Quote:
I ran into this problem with MUSH not giving back precisely what it stores too. Nick, is there a chance you could have a look into this and see if it can be fixed up?
I am a bit lost about what "pickling" is exactly, I thought you did that to vegetables, like onions.
Anyway, I am assuming from the general gist here that you are using some function to dump something into binary format, which is saved in a variable, which is in a plugins save file or a world file, and then that variable either won't load in correctly next time, or has some characters omitted or replaced. Is that it?
Maybe it would help to construct a very small test case so we can agree on the exact problem. For example:
SetVariable ("test", "test\n")
A quick test seems to show that any combination of \n, \r, and \r\n save correctly - that is, you can examine the saved variable and it is saved as written. However, attempting to save \0 does not work because MUSHclient uses 0x00 as a string terminator in a number of places, hence the warning under functions like the Base 64 decode.
It has been a standard practice when using C libraries for a long time to use 0x00 as a string terminator (rightly or wrongly), and when I started writing MUSHclient I used that convention. Various functions (like strlen) which are used extensively, detect string lengths by scanning a string for that terminator.
Lua uses a different method, which is to store the length seperately, which is why the Lua versions of those functions can handle the 0x00 byte, however only for storage in Lua variables. Once they are placed into MUSHclient variables the same problem is likely to rear its head.
However back to the pickled onions problem, things change when *loading* the saved variables. You can look at the source for the XML parser in MUSHclient (xmlparse.cpp), to see a couple of things it does to the string data whilst loading it:
// convert tabs to spaces, we don't want tabs in our data
m_strxmlBuffer.Replace ('\t', ' '); // line 216
And a bit further on (line 675 onwards):
// copy if not nested, and not inside an element definition
// -- omit carriage returns
if (iDepth == 0 &&
!bInside &&
*pi != '\r')
{
// make linefeeds into carriage return/linefeed
if (*pi == '\n')
*po++ = '\r';
*po++ = *pi; // copy if not inside an element
}
What I read from this is that you will find:
- Tabs (0x09) will be converted to spaces
- Carriage returns (0x0D) will be omitted
- Line feeds (0x0A) will be loaded as 0x0D 0x0A
I don't remember the reason to convert tabs to spaces, there must have been one. Perhaps it was because people were using external editors to create plugins, and put tabs inside the XML, which were then not recognised later on in the XML parser. As for the carriage-returns/linefeeds it is basically doing what it does to incoming MUD data - try to normalise the various line endings into standard Windows CR/LF form. For example, if you edited a multi-line trigger on a Unix platform, and only had linefeeds between lines, it would not display correctly on Windows.

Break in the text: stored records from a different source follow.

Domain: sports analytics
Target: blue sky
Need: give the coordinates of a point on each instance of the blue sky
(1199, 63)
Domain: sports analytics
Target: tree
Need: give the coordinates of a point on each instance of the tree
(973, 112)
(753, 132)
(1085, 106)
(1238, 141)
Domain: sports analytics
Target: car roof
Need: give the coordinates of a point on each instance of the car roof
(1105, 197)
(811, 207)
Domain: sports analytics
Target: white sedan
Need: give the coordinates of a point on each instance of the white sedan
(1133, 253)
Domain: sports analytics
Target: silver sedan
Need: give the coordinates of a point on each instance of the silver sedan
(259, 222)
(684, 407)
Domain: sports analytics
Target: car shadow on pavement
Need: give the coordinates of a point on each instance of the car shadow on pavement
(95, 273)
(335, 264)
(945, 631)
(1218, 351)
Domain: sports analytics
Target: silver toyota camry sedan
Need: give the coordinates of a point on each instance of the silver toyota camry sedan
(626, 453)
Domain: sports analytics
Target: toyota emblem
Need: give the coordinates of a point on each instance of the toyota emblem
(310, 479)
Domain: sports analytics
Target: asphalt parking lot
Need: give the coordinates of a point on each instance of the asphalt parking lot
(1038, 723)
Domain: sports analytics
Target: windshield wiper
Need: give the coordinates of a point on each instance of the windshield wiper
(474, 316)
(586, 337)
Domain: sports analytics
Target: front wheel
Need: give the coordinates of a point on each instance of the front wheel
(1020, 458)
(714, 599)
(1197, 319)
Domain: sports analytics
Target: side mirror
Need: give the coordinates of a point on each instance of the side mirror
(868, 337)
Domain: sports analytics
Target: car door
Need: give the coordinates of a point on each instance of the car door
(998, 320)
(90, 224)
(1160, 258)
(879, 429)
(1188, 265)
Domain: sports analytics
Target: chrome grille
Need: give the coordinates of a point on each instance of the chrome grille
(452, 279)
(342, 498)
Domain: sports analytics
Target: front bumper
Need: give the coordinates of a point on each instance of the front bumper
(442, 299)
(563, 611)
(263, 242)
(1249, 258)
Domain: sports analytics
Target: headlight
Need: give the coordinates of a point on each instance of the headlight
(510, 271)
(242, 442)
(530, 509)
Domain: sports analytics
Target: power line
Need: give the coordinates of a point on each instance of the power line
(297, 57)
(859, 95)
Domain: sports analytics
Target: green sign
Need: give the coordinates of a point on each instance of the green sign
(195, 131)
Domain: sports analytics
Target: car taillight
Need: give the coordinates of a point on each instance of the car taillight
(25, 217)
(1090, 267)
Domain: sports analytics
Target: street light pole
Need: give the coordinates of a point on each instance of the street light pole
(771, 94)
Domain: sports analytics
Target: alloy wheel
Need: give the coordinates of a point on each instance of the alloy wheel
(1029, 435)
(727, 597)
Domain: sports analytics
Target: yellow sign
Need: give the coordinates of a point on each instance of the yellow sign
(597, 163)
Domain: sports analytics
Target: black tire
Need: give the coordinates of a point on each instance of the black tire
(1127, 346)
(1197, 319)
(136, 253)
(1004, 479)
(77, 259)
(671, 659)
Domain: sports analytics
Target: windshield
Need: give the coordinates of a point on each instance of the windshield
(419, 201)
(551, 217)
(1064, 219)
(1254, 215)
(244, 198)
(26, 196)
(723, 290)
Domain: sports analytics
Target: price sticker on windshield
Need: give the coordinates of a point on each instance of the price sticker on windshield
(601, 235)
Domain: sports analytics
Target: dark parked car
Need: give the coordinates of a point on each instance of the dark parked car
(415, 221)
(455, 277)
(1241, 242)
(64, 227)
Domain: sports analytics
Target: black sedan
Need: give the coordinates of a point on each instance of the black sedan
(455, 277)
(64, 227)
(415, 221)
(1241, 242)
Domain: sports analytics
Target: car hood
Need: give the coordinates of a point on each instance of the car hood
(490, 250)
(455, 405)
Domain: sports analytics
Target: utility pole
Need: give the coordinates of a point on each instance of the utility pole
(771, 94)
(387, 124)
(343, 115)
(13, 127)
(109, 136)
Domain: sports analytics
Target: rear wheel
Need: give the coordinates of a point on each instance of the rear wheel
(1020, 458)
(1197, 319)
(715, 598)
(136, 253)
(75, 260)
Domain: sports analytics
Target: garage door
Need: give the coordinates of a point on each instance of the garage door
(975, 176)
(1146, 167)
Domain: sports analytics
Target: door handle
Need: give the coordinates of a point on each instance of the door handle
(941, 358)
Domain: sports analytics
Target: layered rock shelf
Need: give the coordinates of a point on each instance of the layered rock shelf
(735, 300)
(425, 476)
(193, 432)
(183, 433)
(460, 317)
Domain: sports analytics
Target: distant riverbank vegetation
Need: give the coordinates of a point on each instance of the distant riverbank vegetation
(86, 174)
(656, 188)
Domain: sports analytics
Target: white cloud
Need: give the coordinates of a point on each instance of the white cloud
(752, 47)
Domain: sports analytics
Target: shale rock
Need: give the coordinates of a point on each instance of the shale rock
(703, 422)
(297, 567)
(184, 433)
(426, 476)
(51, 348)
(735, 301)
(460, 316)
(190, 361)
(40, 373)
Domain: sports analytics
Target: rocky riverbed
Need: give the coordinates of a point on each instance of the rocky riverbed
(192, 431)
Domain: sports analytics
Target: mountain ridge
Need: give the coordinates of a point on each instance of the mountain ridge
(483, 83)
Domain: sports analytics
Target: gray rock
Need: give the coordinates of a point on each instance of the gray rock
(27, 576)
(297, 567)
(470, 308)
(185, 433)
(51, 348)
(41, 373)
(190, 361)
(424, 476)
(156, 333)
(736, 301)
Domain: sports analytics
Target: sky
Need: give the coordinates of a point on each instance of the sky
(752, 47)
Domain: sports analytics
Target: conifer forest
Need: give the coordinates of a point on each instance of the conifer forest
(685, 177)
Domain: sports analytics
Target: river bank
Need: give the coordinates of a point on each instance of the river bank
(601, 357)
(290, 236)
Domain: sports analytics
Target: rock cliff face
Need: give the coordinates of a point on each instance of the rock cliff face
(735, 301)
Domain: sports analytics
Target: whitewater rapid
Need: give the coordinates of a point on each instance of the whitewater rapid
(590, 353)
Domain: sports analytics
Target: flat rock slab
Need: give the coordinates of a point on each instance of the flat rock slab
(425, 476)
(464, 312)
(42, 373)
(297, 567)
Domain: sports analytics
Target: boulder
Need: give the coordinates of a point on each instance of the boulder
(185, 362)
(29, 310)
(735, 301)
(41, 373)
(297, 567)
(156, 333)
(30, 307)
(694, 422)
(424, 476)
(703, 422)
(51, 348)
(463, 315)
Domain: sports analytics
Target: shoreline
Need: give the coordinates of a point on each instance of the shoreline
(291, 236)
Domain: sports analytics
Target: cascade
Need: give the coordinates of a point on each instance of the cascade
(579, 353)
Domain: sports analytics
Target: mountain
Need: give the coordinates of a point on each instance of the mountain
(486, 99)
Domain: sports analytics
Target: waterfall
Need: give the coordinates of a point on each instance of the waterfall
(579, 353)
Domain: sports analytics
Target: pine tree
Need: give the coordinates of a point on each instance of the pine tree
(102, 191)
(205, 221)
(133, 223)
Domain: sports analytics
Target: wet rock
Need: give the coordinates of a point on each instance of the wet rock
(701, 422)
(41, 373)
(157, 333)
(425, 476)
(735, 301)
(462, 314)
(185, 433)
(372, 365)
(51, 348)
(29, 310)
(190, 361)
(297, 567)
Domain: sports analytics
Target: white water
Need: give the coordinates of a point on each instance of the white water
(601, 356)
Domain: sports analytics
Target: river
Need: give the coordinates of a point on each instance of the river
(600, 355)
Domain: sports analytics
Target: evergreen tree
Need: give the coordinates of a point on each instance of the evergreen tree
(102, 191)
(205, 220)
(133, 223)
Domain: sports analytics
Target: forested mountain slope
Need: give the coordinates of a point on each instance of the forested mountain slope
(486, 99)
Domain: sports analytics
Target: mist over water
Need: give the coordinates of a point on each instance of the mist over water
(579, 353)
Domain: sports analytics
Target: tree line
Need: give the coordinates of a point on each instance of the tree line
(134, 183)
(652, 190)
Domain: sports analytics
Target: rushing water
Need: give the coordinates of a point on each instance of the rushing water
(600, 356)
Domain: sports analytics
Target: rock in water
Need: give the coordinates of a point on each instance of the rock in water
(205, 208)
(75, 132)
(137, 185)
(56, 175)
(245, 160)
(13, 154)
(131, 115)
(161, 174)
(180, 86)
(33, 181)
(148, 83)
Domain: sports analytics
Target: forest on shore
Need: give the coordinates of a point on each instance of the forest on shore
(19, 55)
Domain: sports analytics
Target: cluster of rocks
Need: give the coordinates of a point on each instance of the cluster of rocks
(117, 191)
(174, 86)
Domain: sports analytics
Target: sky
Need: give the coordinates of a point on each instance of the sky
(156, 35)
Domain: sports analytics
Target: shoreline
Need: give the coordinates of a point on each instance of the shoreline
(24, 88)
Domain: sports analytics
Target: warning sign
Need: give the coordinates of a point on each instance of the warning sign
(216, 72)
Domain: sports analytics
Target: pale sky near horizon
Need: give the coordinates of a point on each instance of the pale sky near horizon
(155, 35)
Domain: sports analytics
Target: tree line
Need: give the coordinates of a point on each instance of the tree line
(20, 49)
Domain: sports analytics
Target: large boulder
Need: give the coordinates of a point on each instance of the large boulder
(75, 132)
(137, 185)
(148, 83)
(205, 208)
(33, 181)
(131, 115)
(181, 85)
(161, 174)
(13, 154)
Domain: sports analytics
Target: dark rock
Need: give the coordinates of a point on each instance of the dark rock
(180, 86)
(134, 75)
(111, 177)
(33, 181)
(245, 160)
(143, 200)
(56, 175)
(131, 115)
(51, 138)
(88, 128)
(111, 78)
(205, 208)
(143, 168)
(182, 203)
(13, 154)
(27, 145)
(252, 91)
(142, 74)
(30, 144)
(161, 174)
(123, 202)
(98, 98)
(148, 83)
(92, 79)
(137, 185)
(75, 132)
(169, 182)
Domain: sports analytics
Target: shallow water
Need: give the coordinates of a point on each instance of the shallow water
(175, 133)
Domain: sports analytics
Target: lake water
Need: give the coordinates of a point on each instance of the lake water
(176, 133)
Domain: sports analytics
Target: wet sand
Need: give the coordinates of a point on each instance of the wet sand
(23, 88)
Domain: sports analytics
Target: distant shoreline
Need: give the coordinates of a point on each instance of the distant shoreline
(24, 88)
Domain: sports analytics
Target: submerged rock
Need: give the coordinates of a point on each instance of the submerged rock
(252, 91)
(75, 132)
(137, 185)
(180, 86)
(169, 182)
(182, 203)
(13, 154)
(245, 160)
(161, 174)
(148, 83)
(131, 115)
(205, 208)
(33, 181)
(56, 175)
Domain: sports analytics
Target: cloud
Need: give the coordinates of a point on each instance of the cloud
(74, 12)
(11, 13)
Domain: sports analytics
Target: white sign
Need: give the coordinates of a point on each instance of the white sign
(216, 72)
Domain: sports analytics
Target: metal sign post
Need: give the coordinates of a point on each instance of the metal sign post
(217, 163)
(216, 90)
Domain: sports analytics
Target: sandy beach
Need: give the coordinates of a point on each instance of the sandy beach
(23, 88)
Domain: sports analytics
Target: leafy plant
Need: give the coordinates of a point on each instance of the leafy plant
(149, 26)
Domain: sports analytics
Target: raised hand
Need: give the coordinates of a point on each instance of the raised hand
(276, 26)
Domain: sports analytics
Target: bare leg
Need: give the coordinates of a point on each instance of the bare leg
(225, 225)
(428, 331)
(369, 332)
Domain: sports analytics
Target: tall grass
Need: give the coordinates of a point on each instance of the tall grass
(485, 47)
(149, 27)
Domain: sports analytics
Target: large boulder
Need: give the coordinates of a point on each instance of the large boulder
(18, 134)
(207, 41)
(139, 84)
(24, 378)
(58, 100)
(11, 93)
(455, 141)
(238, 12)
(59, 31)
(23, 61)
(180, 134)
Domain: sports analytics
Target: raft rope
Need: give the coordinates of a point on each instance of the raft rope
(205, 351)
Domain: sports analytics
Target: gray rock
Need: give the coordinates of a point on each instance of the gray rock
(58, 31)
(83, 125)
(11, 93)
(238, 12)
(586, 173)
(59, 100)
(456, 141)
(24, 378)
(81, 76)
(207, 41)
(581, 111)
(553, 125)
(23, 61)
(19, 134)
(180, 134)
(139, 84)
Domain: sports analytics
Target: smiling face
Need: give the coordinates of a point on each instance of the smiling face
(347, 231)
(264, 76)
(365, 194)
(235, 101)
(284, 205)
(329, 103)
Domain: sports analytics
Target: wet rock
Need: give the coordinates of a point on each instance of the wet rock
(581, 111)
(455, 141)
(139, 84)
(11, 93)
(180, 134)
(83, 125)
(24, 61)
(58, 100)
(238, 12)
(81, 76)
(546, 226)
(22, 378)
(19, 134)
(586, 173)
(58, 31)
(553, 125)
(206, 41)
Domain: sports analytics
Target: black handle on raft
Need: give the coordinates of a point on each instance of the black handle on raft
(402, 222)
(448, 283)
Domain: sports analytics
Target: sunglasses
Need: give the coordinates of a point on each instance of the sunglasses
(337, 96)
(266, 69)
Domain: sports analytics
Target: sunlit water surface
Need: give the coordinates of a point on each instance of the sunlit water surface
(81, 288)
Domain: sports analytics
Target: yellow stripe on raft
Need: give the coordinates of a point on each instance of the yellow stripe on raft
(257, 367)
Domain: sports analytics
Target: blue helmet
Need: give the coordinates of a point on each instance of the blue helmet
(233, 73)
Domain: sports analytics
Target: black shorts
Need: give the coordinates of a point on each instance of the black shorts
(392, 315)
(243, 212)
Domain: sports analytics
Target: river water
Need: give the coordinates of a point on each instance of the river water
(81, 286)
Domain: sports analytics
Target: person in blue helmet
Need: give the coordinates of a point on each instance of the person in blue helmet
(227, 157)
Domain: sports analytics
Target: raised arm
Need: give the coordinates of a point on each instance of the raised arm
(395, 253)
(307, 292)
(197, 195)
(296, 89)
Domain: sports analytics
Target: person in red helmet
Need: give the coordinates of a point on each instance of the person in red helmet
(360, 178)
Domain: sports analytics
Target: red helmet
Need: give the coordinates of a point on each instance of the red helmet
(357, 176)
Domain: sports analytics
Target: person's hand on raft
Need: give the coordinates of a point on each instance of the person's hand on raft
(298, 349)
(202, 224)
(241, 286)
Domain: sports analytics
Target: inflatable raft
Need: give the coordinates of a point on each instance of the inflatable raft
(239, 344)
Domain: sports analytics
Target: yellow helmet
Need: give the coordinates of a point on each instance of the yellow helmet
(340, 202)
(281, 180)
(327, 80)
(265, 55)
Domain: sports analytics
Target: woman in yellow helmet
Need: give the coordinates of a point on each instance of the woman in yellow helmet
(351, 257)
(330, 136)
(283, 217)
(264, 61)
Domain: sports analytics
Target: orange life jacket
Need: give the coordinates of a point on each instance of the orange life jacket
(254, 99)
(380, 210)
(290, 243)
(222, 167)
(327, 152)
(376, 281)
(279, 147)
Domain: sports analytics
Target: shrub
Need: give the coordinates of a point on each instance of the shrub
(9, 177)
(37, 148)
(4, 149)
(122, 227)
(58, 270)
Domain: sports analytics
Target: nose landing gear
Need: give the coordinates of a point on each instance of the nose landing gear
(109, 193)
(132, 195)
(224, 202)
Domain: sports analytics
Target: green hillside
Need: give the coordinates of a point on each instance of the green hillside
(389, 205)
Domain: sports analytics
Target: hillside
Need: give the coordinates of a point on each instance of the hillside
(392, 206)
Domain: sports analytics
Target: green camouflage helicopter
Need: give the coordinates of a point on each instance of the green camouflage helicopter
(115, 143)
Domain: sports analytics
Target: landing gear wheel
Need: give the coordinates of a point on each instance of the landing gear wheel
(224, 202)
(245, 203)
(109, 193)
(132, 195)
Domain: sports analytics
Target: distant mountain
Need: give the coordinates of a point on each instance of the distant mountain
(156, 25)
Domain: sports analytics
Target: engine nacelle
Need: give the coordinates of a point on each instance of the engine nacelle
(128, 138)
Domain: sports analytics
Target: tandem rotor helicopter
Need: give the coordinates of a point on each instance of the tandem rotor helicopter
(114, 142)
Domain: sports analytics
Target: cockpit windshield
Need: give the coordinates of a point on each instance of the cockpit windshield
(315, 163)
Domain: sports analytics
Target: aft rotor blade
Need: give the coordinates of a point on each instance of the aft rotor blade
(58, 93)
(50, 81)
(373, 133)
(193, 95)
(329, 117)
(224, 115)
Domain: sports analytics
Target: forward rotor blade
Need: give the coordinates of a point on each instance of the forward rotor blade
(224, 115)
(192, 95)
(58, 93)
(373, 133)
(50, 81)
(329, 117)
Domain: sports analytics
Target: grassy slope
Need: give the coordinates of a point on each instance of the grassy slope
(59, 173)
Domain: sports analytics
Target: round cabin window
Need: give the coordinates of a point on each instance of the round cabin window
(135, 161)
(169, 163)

What I recommend you do is convert "binary" strings yourself before saving them (eg. using Base64Encode) and then converting them back on loading (eg. using Base64Decode). However you will still have problems with a string with 0x00 in it. In that case I assume if Python is indeed creating strings with 0x00 in them, it will have tools to convert them into printable form - like its own version of
Base64Encode / Base64Decode.
To be honest, when I wrote the variables stuff (and the XML loader) I expected people to want to store things like mob names, not pure binary data with imbedded nulls, carriage-returns and linefeeds. If I had expected that, then MUSHclient would have been written from the start with more robust string handling - that is, the ability to store strings with 0x00 in them, which basically means all the standard C string libraries can't be used. |